I have found that I love teaching children for a specific reason: I am relieved of the burden of teaching doctrine to them. I just give them the tools that will allow them to make sense of the historical context of their Bibles. Wherever they are in their understanding, context will serve them well. Not having to convert people to the way I see things is an incredible burden removed from my shoulders; it keeps me from having to lord authority over people the way the Gentiles do. And let’s face it; we still do that because we were Gentiles for way too long. As I like to say it, “We’ve got too much Egypt in us.”

I don’t think this movement was ever meant to survive because we lack the infrastructure that all believers need in order to mature. We need real people that we can see, touch, and feel standing beside us. Only the rarest of individuals can thrive without that; we weren’t designed to operate in this faith alone. I think this movement was some sort of awkward intermediary sifting phase leading to…?

In David Wilkerson’s book, The Cross and the Switchblade (which I highly recommend for adults and teens), the author recounts the real-life story of the miracles he saw when God called him out of his cushy pastoral position in a Pennsylvania country town and into the unspeakable horrors of the gang-filled streets of New York. Wilkerson learned that while the Holy Spirit can change any heart, the lack of real, constant personal contact after conversion was often a recipe for disaster – sometimes even leading to death.

Many Hebrew Roots folks have come to see that a nurturing local congregation is not optional but is instead an absolute necessity. They are coming to find that even where there are disagreements over doctrine, the need for unity outweighs the desire for uniformity. Unity, and a willingness to accept and respect others, is something we have lost along the way in this movement. Though it did not begin this way, we have come to a crisis point.
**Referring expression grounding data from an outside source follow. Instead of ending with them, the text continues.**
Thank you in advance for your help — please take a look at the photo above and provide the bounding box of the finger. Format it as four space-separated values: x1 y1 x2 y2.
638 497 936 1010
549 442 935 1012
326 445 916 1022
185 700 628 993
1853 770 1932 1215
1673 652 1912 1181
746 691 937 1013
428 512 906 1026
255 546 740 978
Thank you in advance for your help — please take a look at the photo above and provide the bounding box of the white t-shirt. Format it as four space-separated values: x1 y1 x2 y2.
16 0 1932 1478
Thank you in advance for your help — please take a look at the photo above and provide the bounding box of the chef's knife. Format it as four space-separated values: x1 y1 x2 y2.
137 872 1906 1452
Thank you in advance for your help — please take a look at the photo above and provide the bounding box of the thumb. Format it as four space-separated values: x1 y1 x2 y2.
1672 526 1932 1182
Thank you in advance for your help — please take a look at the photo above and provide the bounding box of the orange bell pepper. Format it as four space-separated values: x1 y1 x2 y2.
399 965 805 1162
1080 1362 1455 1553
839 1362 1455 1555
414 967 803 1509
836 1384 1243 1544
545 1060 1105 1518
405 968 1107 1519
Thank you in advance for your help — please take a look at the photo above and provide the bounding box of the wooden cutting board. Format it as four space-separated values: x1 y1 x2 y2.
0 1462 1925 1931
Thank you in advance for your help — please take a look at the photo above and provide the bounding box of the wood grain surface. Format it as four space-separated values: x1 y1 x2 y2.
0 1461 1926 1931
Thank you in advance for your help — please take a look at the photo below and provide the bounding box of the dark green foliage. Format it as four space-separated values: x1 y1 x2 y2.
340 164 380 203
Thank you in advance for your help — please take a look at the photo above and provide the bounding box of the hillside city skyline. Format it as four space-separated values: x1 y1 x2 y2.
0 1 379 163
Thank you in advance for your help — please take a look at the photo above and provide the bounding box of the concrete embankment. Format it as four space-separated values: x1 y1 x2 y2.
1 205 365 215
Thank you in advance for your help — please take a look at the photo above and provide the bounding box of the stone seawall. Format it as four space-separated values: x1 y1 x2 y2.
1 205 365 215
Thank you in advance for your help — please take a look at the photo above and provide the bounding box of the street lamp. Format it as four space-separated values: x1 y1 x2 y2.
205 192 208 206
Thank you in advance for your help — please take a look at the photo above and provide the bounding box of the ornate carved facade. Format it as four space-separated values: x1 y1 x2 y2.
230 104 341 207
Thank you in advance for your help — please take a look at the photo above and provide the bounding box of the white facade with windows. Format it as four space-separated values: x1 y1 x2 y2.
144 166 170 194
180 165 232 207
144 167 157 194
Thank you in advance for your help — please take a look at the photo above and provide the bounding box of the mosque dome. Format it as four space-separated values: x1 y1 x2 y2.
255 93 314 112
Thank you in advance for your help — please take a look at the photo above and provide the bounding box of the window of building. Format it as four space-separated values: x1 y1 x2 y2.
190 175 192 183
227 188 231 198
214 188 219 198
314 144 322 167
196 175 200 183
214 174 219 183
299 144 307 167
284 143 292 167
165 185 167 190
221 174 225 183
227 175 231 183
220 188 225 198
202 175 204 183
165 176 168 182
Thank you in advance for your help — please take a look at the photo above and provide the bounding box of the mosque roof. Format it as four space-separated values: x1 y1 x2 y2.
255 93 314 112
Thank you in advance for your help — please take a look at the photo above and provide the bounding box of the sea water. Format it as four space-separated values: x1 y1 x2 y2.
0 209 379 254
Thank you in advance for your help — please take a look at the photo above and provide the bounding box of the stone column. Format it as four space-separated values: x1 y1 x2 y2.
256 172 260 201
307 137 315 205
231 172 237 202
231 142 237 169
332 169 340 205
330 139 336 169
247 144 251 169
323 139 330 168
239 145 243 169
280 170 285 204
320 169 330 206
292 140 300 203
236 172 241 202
Maybe the Church is the next great mission field: not for the purpose of converting people who are already believers but of being there for people whose eyes are being opened—by God and not by guile, trickery, indoctrination, hounding, or manipulation. Maybe the mature people who are going back with a balanced message will catch these believers before they end up ruined by the social media mess that has destroyed so many thus far. I have to say that I hope that is the case. What I know is this: This social media congregation is not working except in isolated cases by people who have either been very diligent and cautious – or who have been extremely lucky – to avoid the insanity. In truth, we have even more denominations than Christianity because each individual has their own private list of what constitutes a real believer and a real heretic. We have crazier arguments, often crazier beliefs, and we’ve made it some kind of twisted virtue to have a religion that is more anti-Christian and anti-Judaism than it is pro-Messiah and pro-Torah. This is a recipe for disaster!

I see people going back to Sunday churches, and I don’t try and stop them. I honestly think they might be hearing very loudly from the Holy Spirit. I am going to take the advice of Gamaliel the Elder in Acts 5:

“So in the present case I tell you, keep away from these men and let them alone, for if this plan or this undertaking is of man, it will fail; but if it is of God, you will not be able to overthrow them. You might even be found opposing God!”